COPY pokemon__masterdata FROM 'data/pokemon__masterdata.csv' (HEADER TRUE, DELIMITER ',');

Count


## Querying the database and exporting the results

So now we created the tables and loaded the data into the database we can query the database using SQL. Let's start with the donations table:

In [12]:
%%sql

select * from pokemon__donations

pokemon_id,donation_date,donation_number_of_pokemon,donation_amount_eur
195,2023-12-21,4,85.6
251,2023-12-28,74,6569.72
27,2023-12-30,24,1734.24
267,2023-12-13,36,3584.16
511,2023-12-06,74,2797.2
430,2023-12-02,77,6303.99
607,2023-12-17,51,783.87
458,2023-12-13,70,5184.2
719,2023-12-23,18,1312.56
291,2023-12-21,80,996.0


In [13]:
%%sql

select * from pokemon__masterdata

pokemon_id,pokemon_name,pokemon_type
1,Bulbasaur,grass
2,Ivysaur,grass
3,Venusaur,grass
4,Charmander,fire
5,Charmeleon,fire
6,Charizard,fire
7,Squirtle,water
8,Wartortle,water
9,Blastoise,water
10,Caterpie,bug


We could now join the donations table with the pokemon table to get the pokemon names for the donations.
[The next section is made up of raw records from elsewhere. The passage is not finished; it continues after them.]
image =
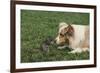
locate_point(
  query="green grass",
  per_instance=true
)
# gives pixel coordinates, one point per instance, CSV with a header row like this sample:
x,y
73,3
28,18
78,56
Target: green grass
x,y
37,25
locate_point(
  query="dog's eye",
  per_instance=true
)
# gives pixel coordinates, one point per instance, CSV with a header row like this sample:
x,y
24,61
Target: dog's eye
x,y
61,34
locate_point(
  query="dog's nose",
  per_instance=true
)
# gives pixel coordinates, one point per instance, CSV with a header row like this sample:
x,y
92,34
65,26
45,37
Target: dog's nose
x,y
55,41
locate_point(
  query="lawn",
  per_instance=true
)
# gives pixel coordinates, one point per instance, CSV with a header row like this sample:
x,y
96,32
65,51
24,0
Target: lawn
x,y
37,25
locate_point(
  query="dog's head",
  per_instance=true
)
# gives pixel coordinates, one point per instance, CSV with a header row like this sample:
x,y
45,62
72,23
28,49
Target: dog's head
x,y
65,33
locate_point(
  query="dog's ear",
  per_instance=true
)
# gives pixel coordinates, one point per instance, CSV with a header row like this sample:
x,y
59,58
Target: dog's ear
x,y
62,24
69,30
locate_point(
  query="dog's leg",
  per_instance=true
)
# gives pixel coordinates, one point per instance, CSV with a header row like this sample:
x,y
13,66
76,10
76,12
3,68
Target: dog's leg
x,y
62,47
79,50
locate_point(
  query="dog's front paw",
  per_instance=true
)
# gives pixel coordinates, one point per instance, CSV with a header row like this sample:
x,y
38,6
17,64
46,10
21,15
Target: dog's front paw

And export the result to a pandas dataframe:

In [20]:
%%sql

df_join << SELECT * FROM pokemon__donations 
LEFT JOIN pokemon__masterdata 
ON pokemon__donations.pokemon_id = pokemon__masterdata.pokemon_id

In [21]:
df_join = df_join.DataFrame()
df_join.head()

Unnamed: 0,pokemon_id,donation_date,donation_number_of_pokemon,donation_amount_eur,pokemon_id_2,pokemon_name,pokemon_type
0,195,2023-12-21,4,85.6,195,Quagsire,water
1,251,2023-12-28,74,6569.72,251,Celebi,psychic
2,27,2023-12-30,24,1734.24,27,Sandshrew,ground
3,267,2023-12-13,36,3584.16,267,Beautifly,bug
4,511,2023-12-06,74,2797.2,511,Pansage,grass


Or we could save the result to a csv file:

In [22]:
%%sql

COPY(
    SELECT * FROM pokemon__donations 
    LEFT JOIN pokemon__masterdata 
    ON pokemon__donations.pokemon_id = pokemon__masterdata.pokemon_id
)
TO 'data/output.csv' (HEADER, DELIMITER ',');

Count


## Why should you use DuckDB over Pandas? 

You shouldn't (except you like SQL more than Python). But you can use DuckDB in combination with Pandas. So you can combine the power of DuckDB and the power of Pandas.